South Africa: Malaria Drugs at State Clinics From Next Year

Tamar Kahn | 11 Dec 2007
Business Day (South Africa)
The health department will start providing malaria-prevention drugs at state clinics next year, a move likely to be of particular benefit to low- income migrant workers who travel to high-risk areas of SA and southern Africa.

At present, malaria prophylaxis can be obtained only in the private sector.
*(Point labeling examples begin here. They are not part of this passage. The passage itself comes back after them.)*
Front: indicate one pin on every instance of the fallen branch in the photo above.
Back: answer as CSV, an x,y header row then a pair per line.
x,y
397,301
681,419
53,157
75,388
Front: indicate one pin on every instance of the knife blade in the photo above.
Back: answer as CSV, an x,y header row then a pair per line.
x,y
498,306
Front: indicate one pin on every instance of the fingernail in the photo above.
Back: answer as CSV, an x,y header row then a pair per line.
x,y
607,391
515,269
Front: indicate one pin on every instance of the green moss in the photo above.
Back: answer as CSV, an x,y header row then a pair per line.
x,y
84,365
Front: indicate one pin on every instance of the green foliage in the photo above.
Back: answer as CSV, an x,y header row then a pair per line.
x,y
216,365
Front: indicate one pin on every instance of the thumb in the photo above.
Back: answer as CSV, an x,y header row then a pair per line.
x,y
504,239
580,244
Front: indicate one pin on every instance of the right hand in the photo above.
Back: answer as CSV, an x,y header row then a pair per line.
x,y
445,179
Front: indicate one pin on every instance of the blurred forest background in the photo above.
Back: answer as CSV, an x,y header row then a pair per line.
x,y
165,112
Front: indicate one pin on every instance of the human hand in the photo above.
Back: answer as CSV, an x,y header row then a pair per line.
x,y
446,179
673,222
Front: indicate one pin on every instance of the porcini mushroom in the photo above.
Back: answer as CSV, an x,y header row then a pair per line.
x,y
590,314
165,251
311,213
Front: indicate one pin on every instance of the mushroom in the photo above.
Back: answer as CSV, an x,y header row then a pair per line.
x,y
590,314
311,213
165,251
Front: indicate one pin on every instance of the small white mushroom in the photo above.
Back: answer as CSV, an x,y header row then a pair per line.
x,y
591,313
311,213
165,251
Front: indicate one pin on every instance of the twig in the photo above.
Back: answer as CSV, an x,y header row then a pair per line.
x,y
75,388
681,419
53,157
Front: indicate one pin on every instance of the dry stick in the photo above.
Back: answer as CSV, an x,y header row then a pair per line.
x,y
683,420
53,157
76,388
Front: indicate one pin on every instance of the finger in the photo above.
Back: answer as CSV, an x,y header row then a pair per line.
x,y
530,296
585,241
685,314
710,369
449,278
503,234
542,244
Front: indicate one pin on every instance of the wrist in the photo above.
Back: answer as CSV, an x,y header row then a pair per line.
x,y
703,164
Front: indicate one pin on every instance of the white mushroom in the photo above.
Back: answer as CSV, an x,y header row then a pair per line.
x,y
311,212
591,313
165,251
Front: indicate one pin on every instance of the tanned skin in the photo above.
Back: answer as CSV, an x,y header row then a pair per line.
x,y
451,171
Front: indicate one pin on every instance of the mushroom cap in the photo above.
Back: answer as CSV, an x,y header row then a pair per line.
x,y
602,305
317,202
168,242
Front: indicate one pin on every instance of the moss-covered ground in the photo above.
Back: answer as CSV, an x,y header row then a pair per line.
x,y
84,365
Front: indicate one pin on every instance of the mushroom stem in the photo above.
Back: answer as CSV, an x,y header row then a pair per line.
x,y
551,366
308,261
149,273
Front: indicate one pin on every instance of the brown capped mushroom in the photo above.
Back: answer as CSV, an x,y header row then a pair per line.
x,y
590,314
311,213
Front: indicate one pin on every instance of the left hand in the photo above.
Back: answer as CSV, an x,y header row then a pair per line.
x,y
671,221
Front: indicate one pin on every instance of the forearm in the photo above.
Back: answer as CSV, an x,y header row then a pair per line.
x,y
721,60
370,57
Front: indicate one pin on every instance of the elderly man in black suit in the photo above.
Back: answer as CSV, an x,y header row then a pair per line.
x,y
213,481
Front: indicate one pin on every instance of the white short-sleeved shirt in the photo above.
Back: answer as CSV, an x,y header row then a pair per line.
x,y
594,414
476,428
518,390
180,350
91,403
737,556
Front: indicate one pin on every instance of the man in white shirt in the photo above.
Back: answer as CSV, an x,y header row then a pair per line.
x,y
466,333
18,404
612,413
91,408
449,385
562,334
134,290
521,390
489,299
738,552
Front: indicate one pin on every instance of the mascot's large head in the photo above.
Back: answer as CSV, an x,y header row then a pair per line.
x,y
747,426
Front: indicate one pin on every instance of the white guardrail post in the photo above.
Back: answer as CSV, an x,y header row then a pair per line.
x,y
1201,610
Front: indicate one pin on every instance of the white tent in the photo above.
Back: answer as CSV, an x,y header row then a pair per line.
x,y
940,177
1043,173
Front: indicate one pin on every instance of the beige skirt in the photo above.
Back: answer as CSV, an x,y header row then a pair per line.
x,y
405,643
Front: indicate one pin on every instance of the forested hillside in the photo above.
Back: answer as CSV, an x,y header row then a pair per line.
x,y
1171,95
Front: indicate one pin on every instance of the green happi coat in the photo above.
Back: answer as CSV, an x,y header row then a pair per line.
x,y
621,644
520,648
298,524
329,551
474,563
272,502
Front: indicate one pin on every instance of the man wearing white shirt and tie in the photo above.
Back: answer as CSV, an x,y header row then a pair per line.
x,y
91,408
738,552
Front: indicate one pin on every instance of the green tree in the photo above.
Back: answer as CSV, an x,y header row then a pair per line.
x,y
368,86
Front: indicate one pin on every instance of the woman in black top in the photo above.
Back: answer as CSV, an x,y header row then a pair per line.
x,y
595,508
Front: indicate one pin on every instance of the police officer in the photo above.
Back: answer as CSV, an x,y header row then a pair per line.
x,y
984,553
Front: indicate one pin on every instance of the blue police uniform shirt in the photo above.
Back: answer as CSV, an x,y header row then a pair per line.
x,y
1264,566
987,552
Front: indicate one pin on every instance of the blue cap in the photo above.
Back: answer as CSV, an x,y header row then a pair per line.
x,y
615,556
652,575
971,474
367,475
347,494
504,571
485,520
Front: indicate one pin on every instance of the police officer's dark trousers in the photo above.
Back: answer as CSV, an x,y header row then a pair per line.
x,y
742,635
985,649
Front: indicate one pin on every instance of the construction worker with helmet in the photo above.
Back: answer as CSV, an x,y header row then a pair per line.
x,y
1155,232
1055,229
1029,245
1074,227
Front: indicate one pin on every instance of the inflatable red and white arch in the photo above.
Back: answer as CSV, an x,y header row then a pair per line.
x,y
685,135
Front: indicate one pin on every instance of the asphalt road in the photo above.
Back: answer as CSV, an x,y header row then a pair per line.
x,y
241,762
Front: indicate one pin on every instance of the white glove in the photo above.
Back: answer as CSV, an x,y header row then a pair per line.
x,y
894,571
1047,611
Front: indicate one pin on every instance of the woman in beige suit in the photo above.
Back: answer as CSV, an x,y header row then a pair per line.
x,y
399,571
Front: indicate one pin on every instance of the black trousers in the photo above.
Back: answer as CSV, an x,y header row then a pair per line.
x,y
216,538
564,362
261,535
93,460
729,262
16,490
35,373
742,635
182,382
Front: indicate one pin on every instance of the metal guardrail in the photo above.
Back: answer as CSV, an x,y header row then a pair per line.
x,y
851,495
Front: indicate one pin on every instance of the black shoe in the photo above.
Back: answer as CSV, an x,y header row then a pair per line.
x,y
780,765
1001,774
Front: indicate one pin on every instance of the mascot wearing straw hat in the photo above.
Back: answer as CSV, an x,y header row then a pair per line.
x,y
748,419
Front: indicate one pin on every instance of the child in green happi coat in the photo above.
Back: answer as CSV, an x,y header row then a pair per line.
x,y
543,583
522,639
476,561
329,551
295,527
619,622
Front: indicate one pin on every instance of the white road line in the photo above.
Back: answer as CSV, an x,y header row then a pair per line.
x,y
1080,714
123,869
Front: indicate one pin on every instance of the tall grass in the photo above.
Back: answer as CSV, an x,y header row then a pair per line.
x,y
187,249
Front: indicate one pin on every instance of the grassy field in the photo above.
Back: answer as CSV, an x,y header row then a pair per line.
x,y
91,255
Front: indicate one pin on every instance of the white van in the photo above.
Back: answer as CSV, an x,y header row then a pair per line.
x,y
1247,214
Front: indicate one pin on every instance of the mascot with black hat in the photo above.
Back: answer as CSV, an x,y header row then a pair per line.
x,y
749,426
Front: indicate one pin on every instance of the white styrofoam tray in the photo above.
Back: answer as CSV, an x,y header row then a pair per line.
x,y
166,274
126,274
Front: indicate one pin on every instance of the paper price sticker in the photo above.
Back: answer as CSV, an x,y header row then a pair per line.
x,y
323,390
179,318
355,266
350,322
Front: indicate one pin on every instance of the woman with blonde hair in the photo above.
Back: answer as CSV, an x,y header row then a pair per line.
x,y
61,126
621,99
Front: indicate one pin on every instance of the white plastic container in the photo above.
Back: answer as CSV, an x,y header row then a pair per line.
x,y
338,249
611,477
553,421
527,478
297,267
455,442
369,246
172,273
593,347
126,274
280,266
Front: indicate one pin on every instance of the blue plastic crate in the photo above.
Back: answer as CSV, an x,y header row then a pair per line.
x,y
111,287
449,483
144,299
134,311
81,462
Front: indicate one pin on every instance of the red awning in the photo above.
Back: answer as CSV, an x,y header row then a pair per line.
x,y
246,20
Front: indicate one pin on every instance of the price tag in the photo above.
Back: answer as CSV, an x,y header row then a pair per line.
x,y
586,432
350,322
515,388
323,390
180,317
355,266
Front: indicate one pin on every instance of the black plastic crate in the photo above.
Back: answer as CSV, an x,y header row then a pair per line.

Patients have to consult a travel clinic or doctor for a prescription for the drugs.

Although the number of malaria deaths in SA pales in comparison to other infectious diseases, it is nevertheless a public health priority.

SA is also among the African countries that have agreed to try to eradicate the disease by 2015.

Provinces would start clinics with malaria prevention medicines as soon as the department published its 2008 list of approved drugs, said the national programme manager for malaria, Patrick Moonasar.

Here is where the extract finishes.